[Construction, expression and identification of chimeric foot-and-mouth disease virus-like particles].

To improve the specific recognition and presentation of virus-like particle (VLPs), and to develop immune-targeted VLPs vaccine, the gene fragment encoding OVA₂₅₇₋₂₆₄ peptide was inserted into the VP3 gene of foot-and-mouth disease virus (FMDV) between the 171th and 172th amino acids (aa) or 173th and 174th aa by reverse PCR. The recombinant proteins were expressed by using Escherichia coli and assembled into chimeric VLP (VLP(OVA)) in vitro after purification.

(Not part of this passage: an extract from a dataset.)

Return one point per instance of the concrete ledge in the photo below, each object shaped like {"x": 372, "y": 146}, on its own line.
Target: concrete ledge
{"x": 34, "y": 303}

The VLP(OVA) was measured by dynamic light scattering and transmission electron microscopy. The recombinant protein and the assembled VLPs were evaluated by Western blotting, enzyme-linked immunosorbent assay and laser scanning confocal microscopy to confirm the insertion of OVA₂₅₇₋₂₆₄ peptide into VP3 and its location. The results show that insertion of OVA₂₅₇₋₂₆₄ into the 173th and 174th aa of FMDV VP3 did not affect the assembly of VLPs. The VLP(OVA) in size was larger than VLPs, and the OVA₂₅₇₋₂₆₄ peptide was located on the surface of VLP(OVA).为提高口蹄疫病毒 (Foot-and-mouth disease virus，FMDV) 病毒样颗粒 (Virus-like particles，VLPs) 的特异性识别和递呈，为靶向疫苗研究奠定基础，利用反向PCR 技术，将卵清蛋白 (Ovalbumin，OVA) 第257–264 位氨基酸 (Amino acids，aa) 的短肽嵌入FMDV 结构蛋白VP3 第171–172 位aa 或第173–174 位aa，通过大肠杆菌表达FMDV 结构蛋白VP0、VP1 和嵌合型VP3，体外组装得到嵌合OVA₂₅₇₋₂₆₄ 肽的病毒样颗粒 (VLP(OVA))。用动态光散射、透射电镜检测VLP(OVA) 大小和形态，免疫印迹、酶联免疫吸附试验和激光共聚焦显微镜检测短肽的嵌入情况。结果显示在VP3 的第173–174 位aa 嵌入OVA，不影响蛋白表达和VLPs 的组装且OVA 位于VLP(OVA) 的表面，VLP(OVA) 粒径比VLPs 稍大。.